HIV mutates rapidly and has a huge genetic diversity. Desrosiers used a scattergram developed by others to illustrate the point. It visually compared the genetic diversity of the flu - a virus that changes so rapidly that a new version of the protective vaccine must be developed each year - and HIV.

If the flu worldwide has a diversity the size of the nail on your little finger, the genetic diversity of the HIV infecting a single patient is the size of the nail on a larger finger, maybe even your thumb. And the genetic diversity of all of the HIV circulating throughout the world is about the size of your fist.

The shell of the virus is coated with carbohydrates that block antibodies from binding to it; it produces proteins that neutralize immune responses; and all the while it is destroying CD4 cells. The human immune system can cope with some of this but "HIV is constantly spitting out [genetic] sequence variations" and the body can't defend against them all, Desrosiers said.

"None of this should be news to people in this room. But sometimes, I think that many forget, or choose to overlook, how daunting the task of a vaccine really is," Desrosiers added.

"We're batting 0 for 3 in the efficacy trials in human. We don't know how to elicit antibodies with broadly neutralizing activity. We don't know how to deal with the enormous sequence diversity present in the virus. And we don't know what constitutes immune protection," he said.

All of the other HIV vaccine candidates currently in the development pipeline depend upon the same general approach as the failed vaccines. He said there is no need for further human trials of that "me, too" approach.

Desrosiers lamented the sums of money being spent by NIH "to manufacture and test products with little reasonable hope of efficacy" - so far $189 million on phase 1-2-3 trials and more on product development and manufacturing - that could have been spent on basic research.

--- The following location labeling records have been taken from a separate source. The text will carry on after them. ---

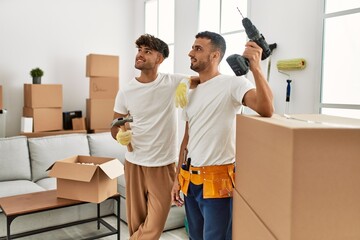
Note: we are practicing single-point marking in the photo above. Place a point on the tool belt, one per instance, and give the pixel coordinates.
(218, 181)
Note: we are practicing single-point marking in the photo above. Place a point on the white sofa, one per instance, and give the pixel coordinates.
(23, 164)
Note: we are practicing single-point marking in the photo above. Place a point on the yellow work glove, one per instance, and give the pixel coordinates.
(124, 138)
(181, 98)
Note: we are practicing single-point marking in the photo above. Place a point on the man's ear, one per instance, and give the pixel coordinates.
(215, 56)
(160, 58)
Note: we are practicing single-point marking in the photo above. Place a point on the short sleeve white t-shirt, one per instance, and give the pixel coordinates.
(154, 126)
(211, 113)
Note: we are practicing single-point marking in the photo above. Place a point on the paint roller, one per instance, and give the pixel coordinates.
(290, 65)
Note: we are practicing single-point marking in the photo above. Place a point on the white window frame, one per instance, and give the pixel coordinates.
(335, 108)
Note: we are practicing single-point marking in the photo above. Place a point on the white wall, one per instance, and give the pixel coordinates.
(66, 31)
(56, 36)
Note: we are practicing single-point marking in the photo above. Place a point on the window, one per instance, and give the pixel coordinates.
(340, 85)
(159, 21)
(223, 17)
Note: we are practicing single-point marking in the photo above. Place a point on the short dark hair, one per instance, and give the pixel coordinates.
(153, 43)
(216, 39)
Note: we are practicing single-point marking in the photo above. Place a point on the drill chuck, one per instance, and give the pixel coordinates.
(238, 63)
(254, 35)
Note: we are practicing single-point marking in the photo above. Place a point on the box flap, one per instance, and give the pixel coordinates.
(72, 171)
(113, 168)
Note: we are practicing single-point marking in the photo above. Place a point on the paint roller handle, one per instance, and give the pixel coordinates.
(288, 90)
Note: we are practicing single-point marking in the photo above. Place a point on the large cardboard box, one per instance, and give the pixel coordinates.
(98, 65)
(301, 175)
(44, 119)
(99, 113)
(103, 87)
(42, 95)
(1, 98)
(246, 224)
(85, 178)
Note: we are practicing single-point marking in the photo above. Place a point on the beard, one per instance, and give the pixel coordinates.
(199, 66)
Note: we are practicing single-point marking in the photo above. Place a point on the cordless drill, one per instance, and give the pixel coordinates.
(239, 64)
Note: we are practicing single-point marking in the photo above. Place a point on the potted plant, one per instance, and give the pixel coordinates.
(36, 74)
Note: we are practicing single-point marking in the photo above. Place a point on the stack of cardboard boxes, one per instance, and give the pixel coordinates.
(297, 178)
(103, 71)
(42, 107)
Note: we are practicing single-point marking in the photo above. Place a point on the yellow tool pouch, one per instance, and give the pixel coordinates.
(219, 183)
(184, 180)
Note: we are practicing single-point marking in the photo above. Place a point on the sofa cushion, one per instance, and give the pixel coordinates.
(14, 159)
(44, 151)
(103, 145)
(11, 188)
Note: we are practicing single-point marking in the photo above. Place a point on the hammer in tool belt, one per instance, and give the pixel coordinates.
(120, 122)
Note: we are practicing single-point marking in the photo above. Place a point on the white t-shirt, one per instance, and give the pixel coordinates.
(211, 113)
(154, 126)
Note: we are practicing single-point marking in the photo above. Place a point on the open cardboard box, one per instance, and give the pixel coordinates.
(86, 178)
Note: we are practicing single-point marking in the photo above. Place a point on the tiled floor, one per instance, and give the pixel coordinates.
(88, 229)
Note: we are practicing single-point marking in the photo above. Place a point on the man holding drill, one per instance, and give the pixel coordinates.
(209, 137)
(148, 100)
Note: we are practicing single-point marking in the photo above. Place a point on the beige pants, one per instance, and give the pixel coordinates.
(148, 199)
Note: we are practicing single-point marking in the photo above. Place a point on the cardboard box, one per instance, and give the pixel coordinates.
(99, 113)
(44, 119)
(67, 119)
(301, 175)
(78, 124)
(98, 65)
(103, 87)
(43, 95)
(78, 180)
(26, 124)
(1, 98)
(246, 225)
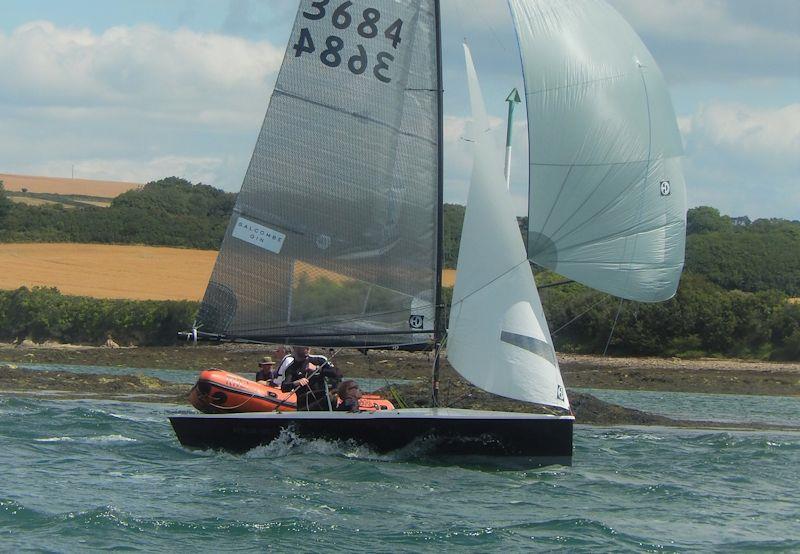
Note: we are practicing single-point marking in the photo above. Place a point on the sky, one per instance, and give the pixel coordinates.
(137, 90)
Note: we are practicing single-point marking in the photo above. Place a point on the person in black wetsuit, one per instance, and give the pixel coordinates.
(265, 368)
(349, 393)
(312, 385)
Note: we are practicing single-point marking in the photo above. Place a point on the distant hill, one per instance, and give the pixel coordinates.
(733, 253)
(737, 254)
(169, 212)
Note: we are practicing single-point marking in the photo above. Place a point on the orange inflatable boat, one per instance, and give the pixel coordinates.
(218, 391)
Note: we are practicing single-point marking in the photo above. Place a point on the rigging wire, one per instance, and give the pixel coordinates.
(613, 326)
(603, 299)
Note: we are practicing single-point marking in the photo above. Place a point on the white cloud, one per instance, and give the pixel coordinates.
(762, 137)
(134, 67)
(744, 160)
(195, 169)
(132, 102)
(708, 40)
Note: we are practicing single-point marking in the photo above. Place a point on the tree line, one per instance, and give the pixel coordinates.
(733, 299)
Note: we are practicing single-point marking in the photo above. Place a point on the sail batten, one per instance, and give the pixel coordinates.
(604, 157)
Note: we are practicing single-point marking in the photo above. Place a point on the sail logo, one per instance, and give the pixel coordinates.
(258, 235)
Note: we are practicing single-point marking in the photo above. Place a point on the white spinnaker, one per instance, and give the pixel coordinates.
(607, 193)
(498, 337)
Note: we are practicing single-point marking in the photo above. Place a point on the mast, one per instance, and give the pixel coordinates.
(513, 99)
(439, 314)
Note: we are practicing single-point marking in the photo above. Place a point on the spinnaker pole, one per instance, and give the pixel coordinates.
(439, 313)
(513, 99)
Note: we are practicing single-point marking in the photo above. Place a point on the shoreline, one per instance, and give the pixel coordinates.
(705, 375)
(588, 410)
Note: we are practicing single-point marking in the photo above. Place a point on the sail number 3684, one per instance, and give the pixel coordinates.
(368, 26)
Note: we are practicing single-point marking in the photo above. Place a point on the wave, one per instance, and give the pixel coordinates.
(102, 439)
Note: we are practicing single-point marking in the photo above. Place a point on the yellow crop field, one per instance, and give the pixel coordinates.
(35, 201)
(108, 271)
(116, 271)
(60, 185)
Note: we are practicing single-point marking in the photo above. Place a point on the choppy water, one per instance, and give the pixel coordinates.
(90, 475)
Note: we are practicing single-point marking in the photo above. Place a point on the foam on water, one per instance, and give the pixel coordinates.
(97, 475)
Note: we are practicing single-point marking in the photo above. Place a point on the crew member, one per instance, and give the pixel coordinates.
(265, 368)
(310, 382)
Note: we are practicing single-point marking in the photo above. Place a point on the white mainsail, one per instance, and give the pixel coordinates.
(498, 337)
(607, 193)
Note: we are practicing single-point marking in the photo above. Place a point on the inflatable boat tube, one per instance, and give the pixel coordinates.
(218, 392)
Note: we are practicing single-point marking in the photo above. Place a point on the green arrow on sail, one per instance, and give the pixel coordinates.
(513, 99)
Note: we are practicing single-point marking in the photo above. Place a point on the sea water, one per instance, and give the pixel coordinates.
(86, 475)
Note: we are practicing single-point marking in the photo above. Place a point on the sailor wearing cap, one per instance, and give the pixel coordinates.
(265, 367)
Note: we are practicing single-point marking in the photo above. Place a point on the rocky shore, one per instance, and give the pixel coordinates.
(713, 376)
(657, 374)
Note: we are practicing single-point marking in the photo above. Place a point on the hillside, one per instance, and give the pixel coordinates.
(65, 186)
(733, 299)
(169, 212)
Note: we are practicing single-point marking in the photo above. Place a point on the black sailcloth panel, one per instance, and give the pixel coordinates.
(333, 237)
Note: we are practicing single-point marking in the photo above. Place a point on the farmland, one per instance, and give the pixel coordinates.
(108, 271)
(113, 271)
(66, 186)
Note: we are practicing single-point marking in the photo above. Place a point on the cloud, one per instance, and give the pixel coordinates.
(141, 66)
(708, 40)
(744, 159)
(132, 102)
(197, 169)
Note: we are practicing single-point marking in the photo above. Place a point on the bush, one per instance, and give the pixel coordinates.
(43, 314)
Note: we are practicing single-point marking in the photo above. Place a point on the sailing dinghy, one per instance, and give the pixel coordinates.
(335, 239)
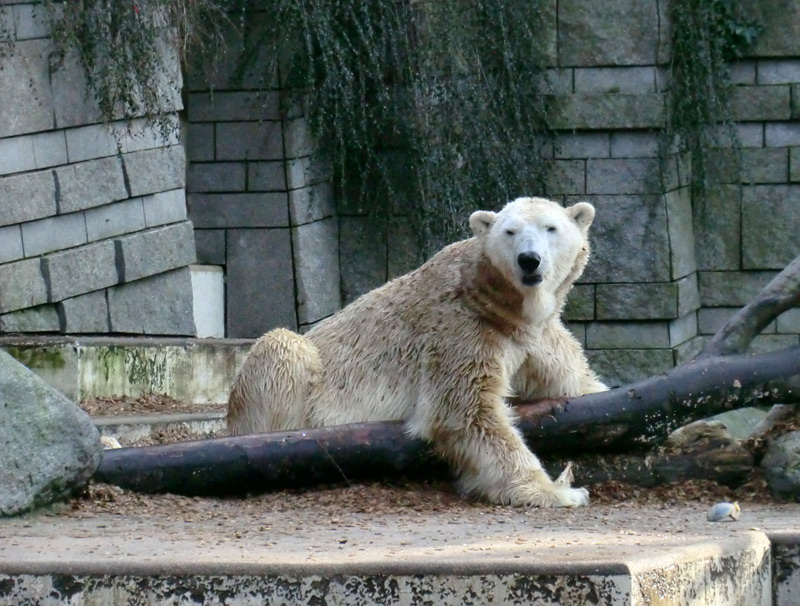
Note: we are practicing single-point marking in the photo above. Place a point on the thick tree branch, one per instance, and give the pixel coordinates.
(781, 294)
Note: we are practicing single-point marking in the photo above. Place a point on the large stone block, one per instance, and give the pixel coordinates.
(10, 243)
(21, 285)
(42, 318)
(199, 142)
(50, 446)
(155, 251)
(25, 82)
(310, 170)
(770, 225)
(615, 32)
(216, 177)
(634, 144)
(565, 177)
(648, 301)
(629, 240)
(90, 142)
(27, 197)
(49, 149)
(627, 335)
(711, 319)
(766, 165)
(315, 247)
(782, 134)
(260, 286)
(114, 219)
(53, 233)
(789, 321)
(89, 184)
(781, 22)
(582, 145)
(80, 270)
(30, 21)
(155, 170)
(623, 366)
(682, 329)
(362, 251)
(311, 203)
(226, 106)
(157, 305)
(794, 165)
(269, 209)
(718, 222)
(681, 232)
(16, 155)
(785, 71)
(164, 207)
(607, 111)
(580, 304)
(249, 141)
(622, 176)
(74, 105)
(85, 314)
(760, 103)
(688, 294)
(210, 245)
(403, 249)
(731, 288)
(270, 176)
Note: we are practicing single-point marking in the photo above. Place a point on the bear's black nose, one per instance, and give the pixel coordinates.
(529, 262)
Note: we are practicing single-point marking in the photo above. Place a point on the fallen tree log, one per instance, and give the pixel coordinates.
(634, 417)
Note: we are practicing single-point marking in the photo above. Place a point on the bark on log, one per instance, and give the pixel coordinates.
(781, 294)
(633, 417)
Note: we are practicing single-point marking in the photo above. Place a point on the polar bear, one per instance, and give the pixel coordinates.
(441, 348)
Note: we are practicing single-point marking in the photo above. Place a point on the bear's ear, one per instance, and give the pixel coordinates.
(481, 221)
(583, 214)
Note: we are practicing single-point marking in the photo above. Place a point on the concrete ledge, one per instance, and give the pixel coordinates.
(191, 370)
(600, 555)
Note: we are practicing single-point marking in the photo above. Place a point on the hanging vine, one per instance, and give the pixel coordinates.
(707, 35)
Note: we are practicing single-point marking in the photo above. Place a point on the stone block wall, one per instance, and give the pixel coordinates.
(261, 202)
(666, 271)
(94, 236)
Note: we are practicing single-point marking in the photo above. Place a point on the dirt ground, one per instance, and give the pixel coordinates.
(391, 496)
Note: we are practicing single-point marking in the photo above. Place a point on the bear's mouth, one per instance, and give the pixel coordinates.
(532, 279)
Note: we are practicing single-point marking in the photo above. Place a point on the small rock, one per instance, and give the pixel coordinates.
(724, 512)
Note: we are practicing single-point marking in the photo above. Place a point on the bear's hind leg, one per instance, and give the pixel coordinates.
(271, 390)
(491, 458)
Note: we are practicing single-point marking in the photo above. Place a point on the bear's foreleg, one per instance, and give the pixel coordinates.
(271, 390)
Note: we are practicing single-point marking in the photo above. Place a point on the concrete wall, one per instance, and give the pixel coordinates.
(261, 202)
(665, 273)
(94, 236)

And he warned that continued failure runs the risk of funder fatigue and volunteer backlash.

He asked if NIH "has lost its way" in picking up the slack for a pharmaceutical industry that largely has not been interested in HIV vaccine development. He answered affirmatively. "Pharma has gauged that given the current state of knowledge, a vaccine for HIV is not scientifically feasible at this time to warrant the dollars to develop one."

But he was encouraged by "some indications that NIH is ready to change the 'products in the pipeline philosophy' that has largely driven HIV vaccine development." A summit is being planned for this spring, perhaps as early as March, as part of that process.

Desrosiers said the NIH should return to its primary focus of funding basic research. He urged focusing on broadly neutralizing antibodies; more aggressive pursuit of novel vaccine concepts; identifying what constitutes effective immune response in monkeys and human long term slow progressors; and "comparative head-to-head testing in rhesus monkeys for protective efficacy."

Desrosiers has raised many of these points at various meetings over the years, including at a smaller session of CROI when it met four years ago in San Francisco. The number of people coming around to his views has increased dramatically since last September when the Merck vaccine trial was stopped because more people who received the vaccine became infected with HIV than those who got a placebo.

At a news conference later that day, CROI co-chair John Mellors said, "The path forward is not clear. I think there is agreement on that. Anybody who talks about a timeline for a vaccine is being silly and uninformed. It will require an incremental process of knowledge, and experimentation, and testing of ideas."